Third-quarter data is in, and not all industry darlings slid the same way.

Allocations by active managers mostly shifted toward data center, telecommunications and health-care assets in the third quarter of 2024, according to new findings from Nareit. The dataset tracks quarterly investment holdings for the 26 largest actively managed real estate investment funds focusing on REIT investment.

Digital and health-care assets will be the twin pillars of real estate for the next decade, Alex Snyder, Portfolio Manager at CenterSquare Investment Management, told Commercial Property Executive.
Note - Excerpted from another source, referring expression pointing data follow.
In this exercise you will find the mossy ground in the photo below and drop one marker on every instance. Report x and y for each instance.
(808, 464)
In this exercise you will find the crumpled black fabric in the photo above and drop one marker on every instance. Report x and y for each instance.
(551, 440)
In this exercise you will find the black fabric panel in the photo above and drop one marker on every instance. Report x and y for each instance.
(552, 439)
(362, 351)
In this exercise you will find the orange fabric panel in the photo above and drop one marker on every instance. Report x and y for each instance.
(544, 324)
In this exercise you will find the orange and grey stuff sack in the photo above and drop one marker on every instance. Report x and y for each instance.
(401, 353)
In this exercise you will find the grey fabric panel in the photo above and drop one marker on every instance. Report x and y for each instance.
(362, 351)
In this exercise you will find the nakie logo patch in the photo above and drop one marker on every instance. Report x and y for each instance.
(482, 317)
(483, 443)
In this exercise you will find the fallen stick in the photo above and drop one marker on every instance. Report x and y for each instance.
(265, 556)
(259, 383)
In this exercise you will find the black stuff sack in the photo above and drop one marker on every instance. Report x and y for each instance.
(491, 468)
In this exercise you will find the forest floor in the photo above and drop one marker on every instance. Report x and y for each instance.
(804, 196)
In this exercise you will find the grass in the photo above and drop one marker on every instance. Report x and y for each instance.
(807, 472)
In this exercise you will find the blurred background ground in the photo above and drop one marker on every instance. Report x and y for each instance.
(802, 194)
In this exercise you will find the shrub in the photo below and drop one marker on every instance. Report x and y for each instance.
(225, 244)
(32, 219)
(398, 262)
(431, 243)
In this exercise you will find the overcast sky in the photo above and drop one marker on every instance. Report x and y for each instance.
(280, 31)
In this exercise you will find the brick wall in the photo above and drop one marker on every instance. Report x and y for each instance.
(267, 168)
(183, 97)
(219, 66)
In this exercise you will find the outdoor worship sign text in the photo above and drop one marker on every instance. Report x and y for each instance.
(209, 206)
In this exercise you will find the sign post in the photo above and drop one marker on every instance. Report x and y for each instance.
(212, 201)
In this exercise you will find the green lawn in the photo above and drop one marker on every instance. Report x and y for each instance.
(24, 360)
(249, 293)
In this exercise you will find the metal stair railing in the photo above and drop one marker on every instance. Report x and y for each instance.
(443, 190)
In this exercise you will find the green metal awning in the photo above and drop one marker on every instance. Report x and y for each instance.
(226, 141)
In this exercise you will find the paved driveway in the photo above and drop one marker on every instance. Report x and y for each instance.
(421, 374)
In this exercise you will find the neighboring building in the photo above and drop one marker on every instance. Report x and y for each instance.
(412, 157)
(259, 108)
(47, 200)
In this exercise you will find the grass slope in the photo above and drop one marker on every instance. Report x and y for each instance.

He has long believed this.

Chart from Nareit depicting change in investment weight by property sector as of the third quarter of 2024. Telecom, Specialty, Health Care, Data Centers and others are rising, while retail, industrial and residential are contracting.
New data shows interest continues to rise for several asset types, including telecom, data centers and health-care real estate. Chart courtesy of Nareit

“This is exemplified nowhere better than in the positive movement of stock prices for the REITs that play in those places,” he added. “Big tech has been spending tens of billions of dollars a quarter in an artificial intelligence arms race, and, per many projections, multiple trillions of dollars will be spent on compute and its related infrastructure over the next decade.”


READ ALSO: The Dizzying Pace of Data Center Investment


Health care’s share of its index weight translates to it being overweight by 115 percent—or 1.8 percentage points. Snyder said health-care real estate is benefiting from an aging population.

“As we experience a sharply gray demographic shift, the number of people requiring extra care in specialized facilities is expected to increase markedly,” he pointed out.

Chart from Nareit depicting historic sequences of change in investment preference across property sectors (both month-over-month and year-over-year).
New preferences are increasing their share, while residential, retail and industrial are taking the back seat. Table courtesy of Nareit

“There is also precious little supply in most health-care real estate, particularly assisted living and skilled nursing facilities, given the difficulty of obtaining financing for development and the difficulty of operating them once they’re built. You don’t need an economist to tell you if high demand and low supply are a favorable setup.”

Meanwhile, retail (-0.4 percent), industrial (-3.6 percent) and residential (-4.7 percent) all retreated year-over-year and quarter-over-quarter. Industrial has fallen each quarter for the past year. In more specialized categories, timberland and self storage rose, both year-over-year and quarter-over-quarter.

Taking a look at data centers, telecom

The Nareit report also found that data centers and telecommunications are now the most overweight relative to their index weight, with investments at 130 and 123 percent of their index shares, respectively. Data centers now comprise 9.1 percent of the All Equity Index.

“In the third quarter, active fund managers overweighted their allocations to data centers by 2.7 percentage points, which put it at 130 percent of its share of the index,” according to the report.

Telecommunications had the largest year-over-year increase for the second consecutive quarter, up 3.3 percentage points. Its quarterly growth of nearly 1.5 percent was also the highest.